Thomas Love Peacock is the author of Nightmare Abbey, a gothic parody which uses as characters caricatures of Byron Mr. Cypress, Coleridge Mr. Flosky, and Shelley Scythrop Glowry, Shelley’s first wife, Harriet, Miss Marionetta Celestina O’Caroll and Mary Shelley the mysterious Celinda. Peacock's Melincourt satirized the Lake Poets, Wordsworth, Coleridge and Southey.

At the heart of Nightmare Abbey is Shelley's predeliction for love triangles. Here he is torn between the Harriet and Mary characters. However, he was involved in several such triangles. Two others involved Mary, one with her half-sister Fanny and the other with her step-sister Claire.
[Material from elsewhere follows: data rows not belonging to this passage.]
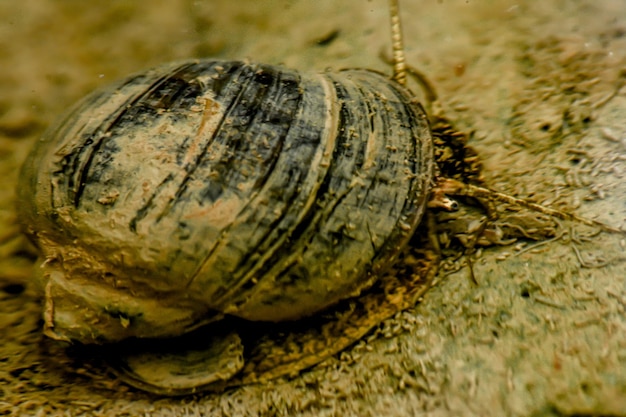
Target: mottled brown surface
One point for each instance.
(543, 332)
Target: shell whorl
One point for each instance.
(267, 193)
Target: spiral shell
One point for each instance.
(205, 188)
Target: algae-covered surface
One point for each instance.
(542, 331)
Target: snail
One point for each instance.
(200, 196)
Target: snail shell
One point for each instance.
(205, 188)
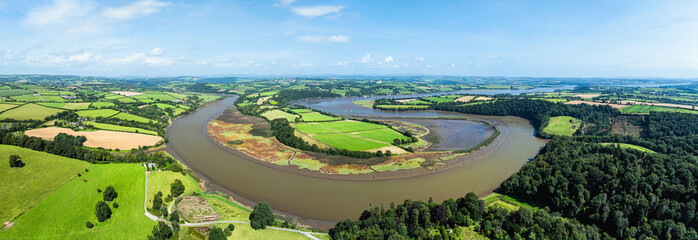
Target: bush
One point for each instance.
(261, 216)
(176, 188)
(109, 193)
(102, 211)
(216, 234)
(16, 161)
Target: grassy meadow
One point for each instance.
(562, 125)
(22, 188)
(62, 215)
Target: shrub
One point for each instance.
(102, 211)
(176, 188)
(109, 193)
(261, 216)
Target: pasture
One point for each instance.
(648, 109)
(161, 180)
(276, 114)
(401, 106)
(105, 113)
(383, 135)
(62, 215)
(29, 112)
(106, 126)
(317, 117)
(562, 125)
(310, 128)
(4, 107)
(22, 188)
(131, 117)
(349, 126)
(100, 138)
(348, 141)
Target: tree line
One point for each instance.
(430, 220)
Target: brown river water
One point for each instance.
(321, 202)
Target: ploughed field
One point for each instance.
(100, 138)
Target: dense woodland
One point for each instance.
(420, 220)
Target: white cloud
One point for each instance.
(285, 3)
(156, 51)
(57, 12)
(316, 11)
(339, 38)
(321, 39)
(84, 57)
(136, 9)
(366, 59)
(142, 58)
(310, 39)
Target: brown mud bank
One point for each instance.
(248, 137)
(320, 202)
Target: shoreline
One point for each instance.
(457, 161)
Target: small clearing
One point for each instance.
(127, 93)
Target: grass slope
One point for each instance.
(62, 215)
(120, 128)
(562, 125)
(348, 141)
(22, 188)
(29, 111)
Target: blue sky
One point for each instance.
(469, 38)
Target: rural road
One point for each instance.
(156, 218)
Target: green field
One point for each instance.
(626, 145)
(29, 111)
(562, 125)
(28, 98)
(439, 99)
(648, 109)
(349, 126)
(161, 180)
(106, 126)
(348, 141)
(97, 113)
(62, 215)
(418, 102)
(154, 97)
(275, 114)
(309, 128)
(102, 104)
(131, 117)
(383, 135)
(4, 107)
(22, 188)
(77, 106)
(302, 110)
(13, 92)
(401, 106)
(317, 117)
Celinda's choice of Stella as an alias refers to Goëthe's heroine in The Sorrows of Young Werther, a tragedy built around a similar love triangle. Like Werther, Scythrop can't choose, he wants both women.

Godwin's Mandeville is lampooned in Nightmare Abbey as Devilman and summed up thus: Hatred--revenge--misanthropy--and quotations from the Bible.
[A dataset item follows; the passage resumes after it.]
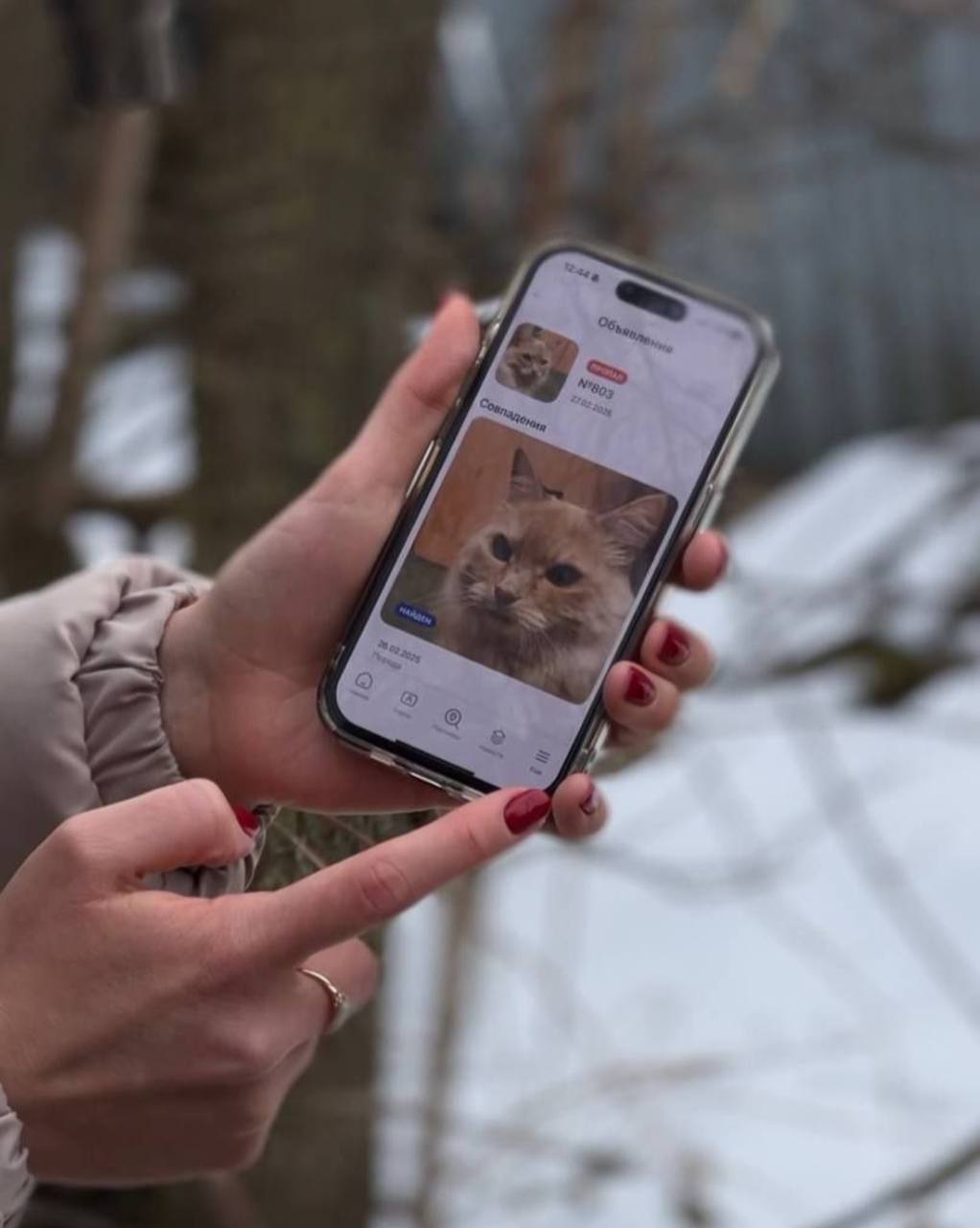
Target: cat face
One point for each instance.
(528, 361)
(548, 568)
Peacock's daughter, Mary Ellen, was married to the novelist George Meredith, but left him for the painter of The Death of Chatterton.

The title of Shelley's poem Alastor; or, the Spirit of Solitude was suggested by Peacock.

 

The Byron character is given these lines, Sir, I have quarrelled with my wife; and a man who has quarrelled with his wife is absolved from all duty to his country. I have written an ode to tell the people as much and they may take it as they list.
They alone are subject to blind authority who have no reliance on their own strength. A direct quote from Mary Wollstonecraft's A Vindication of the Rights of Women, spoken by Celinda, the Mary Shelley character.